Last Updated on Thursday, 8 April, 2021 at 11:03 am by Andre Camilleri
The Gozo Business Chamber notes the gradual and staggered approach adopted by the Government in the opening of businesses and other services. The Chamber agrees with this approach, though Gozo will still continue to be affected negatively because of the restrictive measures to board the Gozo ferries.
As highlighted on other occasions this continues to show the dependence of Gozo on tourism. During the present situation Gozo’s economy has been buoyed by the domestic tourism sector, which helped in some small measure to make up for some of the heavy losses the tourism sector has experienced. This sector has stopped completely since December, as crucial periods such as Carnival and Easter have been lost.

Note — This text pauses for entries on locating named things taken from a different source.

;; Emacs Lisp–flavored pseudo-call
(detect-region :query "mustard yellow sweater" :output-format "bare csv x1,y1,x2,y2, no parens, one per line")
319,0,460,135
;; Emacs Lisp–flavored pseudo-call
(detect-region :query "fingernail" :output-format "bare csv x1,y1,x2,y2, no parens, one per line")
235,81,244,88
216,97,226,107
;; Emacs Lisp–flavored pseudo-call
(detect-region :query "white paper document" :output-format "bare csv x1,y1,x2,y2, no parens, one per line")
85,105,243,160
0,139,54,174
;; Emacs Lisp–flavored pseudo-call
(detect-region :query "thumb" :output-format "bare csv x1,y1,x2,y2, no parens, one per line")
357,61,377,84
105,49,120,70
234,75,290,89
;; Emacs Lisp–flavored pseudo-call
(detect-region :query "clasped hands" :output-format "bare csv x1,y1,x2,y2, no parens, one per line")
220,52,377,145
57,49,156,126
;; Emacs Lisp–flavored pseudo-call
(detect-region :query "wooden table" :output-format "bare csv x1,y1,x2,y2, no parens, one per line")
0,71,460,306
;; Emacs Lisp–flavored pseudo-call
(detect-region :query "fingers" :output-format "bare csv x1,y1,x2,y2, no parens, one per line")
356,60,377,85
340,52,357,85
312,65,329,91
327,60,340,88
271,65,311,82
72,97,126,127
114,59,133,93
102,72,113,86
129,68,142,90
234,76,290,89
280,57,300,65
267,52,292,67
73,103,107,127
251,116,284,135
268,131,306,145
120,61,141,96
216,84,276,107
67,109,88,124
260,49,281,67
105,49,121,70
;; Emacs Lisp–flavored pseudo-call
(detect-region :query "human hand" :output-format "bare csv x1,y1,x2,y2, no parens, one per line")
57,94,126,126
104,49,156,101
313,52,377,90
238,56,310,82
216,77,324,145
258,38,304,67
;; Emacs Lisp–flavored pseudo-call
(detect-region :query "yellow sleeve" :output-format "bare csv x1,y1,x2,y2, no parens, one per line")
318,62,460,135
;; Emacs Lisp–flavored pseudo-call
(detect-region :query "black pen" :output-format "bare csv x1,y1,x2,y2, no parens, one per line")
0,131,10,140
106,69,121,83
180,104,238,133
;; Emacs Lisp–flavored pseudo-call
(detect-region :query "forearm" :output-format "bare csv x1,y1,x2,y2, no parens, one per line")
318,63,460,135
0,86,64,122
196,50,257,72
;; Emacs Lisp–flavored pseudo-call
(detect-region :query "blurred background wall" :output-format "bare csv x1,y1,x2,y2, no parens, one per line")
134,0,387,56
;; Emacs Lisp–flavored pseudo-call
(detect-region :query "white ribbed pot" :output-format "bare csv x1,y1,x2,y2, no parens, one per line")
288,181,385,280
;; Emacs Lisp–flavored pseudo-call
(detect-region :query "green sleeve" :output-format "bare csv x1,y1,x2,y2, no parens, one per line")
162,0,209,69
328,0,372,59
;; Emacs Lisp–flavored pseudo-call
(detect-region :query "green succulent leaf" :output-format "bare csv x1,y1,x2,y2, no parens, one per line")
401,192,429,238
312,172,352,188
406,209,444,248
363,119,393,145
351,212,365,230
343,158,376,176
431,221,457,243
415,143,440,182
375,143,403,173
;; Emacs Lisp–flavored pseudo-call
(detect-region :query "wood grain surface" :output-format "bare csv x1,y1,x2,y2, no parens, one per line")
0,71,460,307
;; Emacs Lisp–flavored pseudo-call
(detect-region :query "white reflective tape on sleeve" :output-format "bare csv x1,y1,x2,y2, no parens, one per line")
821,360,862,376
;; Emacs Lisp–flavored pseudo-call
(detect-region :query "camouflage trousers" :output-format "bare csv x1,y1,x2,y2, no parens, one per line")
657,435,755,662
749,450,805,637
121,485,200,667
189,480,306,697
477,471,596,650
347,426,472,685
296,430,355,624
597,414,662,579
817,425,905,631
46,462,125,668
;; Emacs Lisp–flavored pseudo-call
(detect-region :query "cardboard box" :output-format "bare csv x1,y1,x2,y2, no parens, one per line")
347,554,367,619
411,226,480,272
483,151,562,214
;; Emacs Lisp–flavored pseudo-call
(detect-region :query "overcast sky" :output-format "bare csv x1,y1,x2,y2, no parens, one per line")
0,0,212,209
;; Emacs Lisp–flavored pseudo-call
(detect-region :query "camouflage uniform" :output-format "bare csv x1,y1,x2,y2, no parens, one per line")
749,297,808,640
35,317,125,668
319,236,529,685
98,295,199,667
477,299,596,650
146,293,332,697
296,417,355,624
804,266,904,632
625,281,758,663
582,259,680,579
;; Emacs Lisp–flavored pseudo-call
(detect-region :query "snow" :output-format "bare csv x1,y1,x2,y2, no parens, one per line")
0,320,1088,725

The Chamber is aware of the critical moment being experienced, and hopes that the measures being adopted will have the long term effect of sustaining a gradual reopening while ensuring the safety and well being of the community at large.
This is a moment where everyone is important. One must understand that all the sectors have suffered greatly, though some have suffered more than others even within the same sectors. This applies for example to small bars, which are many a times family run concerns, and which have been closed for longer periods.

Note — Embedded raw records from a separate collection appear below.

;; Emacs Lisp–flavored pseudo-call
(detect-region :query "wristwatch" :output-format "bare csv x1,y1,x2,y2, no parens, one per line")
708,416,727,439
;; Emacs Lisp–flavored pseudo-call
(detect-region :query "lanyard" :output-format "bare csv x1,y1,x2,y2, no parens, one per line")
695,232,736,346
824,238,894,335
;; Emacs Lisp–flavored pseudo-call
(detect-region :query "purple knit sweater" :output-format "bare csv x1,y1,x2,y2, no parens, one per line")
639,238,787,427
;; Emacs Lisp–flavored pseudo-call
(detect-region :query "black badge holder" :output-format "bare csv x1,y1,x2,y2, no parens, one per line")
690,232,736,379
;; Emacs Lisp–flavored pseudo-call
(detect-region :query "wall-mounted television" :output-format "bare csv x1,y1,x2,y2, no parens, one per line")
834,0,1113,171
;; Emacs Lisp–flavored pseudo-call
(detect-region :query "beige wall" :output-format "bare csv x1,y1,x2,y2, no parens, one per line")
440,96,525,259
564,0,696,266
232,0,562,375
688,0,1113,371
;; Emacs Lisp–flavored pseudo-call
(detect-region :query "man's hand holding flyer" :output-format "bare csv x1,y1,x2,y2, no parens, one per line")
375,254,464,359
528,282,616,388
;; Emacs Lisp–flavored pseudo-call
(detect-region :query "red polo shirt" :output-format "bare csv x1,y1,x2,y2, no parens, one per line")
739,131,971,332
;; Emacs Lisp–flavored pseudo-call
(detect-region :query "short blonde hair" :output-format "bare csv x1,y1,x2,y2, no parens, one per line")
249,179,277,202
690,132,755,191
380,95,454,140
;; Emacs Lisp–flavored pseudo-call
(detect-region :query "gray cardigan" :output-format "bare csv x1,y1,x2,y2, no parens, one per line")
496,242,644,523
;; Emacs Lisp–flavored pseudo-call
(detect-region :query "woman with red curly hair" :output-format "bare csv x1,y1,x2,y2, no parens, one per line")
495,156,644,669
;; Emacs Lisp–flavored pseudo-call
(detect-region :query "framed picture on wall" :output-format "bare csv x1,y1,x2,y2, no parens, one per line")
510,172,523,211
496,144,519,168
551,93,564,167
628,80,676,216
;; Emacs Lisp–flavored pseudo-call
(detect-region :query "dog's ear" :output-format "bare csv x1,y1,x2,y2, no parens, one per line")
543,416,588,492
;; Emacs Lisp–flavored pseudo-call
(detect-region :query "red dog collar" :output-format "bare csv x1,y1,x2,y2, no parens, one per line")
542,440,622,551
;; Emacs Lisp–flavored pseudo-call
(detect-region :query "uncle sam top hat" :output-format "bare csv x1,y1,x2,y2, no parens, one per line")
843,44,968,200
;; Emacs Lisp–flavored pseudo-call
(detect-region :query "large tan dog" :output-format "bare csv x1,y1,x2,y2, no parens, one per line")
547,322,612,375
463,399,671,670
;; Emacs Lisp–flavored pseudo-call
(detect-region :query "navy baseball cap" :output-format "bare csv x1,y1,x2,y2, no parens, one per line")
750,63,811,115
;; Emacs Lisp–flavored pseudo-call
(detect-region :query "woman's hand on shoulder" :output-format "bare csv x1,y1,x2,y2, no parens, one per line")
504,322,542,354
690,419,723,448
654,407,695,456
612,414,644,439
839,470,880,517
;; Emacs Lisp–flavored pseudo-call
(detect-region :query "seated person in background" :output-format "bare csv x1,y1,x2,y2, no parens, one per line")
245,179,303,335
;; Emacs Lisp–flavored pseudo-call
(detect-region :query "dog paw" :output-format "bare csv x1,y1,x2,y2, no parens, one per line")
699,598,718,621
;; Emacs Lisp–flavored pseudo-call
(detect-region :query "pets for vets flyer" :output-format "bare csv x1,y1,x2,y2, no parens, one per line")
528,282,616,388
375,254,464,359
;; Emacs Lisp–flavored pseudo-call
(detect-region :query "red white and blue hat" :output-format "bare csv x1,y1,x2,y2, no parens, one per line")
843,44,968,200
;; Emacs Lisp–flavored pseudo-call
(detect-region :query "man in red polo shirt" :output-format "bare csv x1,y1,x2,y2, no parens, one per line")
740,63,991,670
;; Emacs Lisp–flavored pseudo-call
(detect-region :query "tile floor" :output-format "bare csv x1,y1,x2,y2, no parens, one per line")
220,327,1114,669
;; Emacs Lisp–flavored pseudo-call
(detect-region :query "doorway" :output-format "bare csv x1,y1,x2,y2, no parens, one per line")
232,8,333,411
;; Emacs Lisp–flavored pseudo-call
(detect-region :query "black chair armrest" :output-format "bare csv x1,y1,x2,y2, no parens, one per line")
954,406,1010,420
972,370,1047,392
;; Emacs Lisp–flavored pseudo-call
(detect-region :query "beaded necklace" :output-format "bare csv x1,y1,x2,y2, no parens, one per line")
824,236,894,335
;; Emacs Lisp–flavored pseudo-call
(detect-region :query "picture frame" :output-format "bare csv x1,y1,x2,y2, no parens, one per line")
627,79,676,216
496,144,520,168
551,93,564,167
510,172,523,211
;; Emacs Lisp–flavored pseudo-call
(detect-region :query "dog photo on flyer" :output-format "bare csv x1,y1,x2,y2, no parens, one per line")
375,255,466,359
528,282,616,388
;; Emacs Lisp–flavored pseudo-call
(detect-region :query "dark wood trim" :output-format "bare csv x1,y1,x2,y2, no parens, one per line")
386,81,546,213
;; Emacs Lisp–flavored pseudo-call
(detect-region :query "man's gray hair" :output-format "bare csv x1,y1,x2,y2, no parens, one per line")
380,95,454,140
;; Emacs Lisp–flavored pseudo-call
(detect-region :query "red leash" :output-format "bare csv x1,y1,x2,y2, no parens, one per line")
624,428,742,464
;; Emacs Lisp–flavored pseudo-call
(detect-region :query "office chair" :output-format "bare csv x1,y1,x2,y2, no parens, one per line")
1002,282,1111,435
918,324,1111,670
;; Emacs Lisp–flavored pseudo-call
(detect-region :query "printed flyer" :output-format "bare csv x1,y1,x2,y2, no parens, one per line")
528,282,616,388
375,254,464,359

In its considerations the Health Authorities should note that, even if certain measures are reintroduced, the following points should be taken into consideration:
• The categorisation of what constitutes a non-essential service, given the fact that estabished health protocols are in place, and therefore some activities can remain open, if the existing protocols are implemented. This applies for example to retail outlets selling soft furnishings, and furniture showrooms and shops, which have been closed while other similar related retail activities have been left open;
• The continued monitoring of health measures and established protocols to ensure that the measures being adopted yield the targeted results; and
• The obligation to have a PCR COVID-19 negative result when coming from abroad to be extended for a longer period, and not depending on the health situation of particular countries. This would ensure a safe and secure reopening of the tourism sector, and that the positive measures adopted in order to stimulate one sector, do not impinge negatively on other sectors. The tourism sector merits a clear plan which can be formulated if safety measures are implemented.
One should ensure that the gains made through this staggered approach are not dissipated. To this end the Chamber is of the opinion that the considerations outlined here should be taken into account.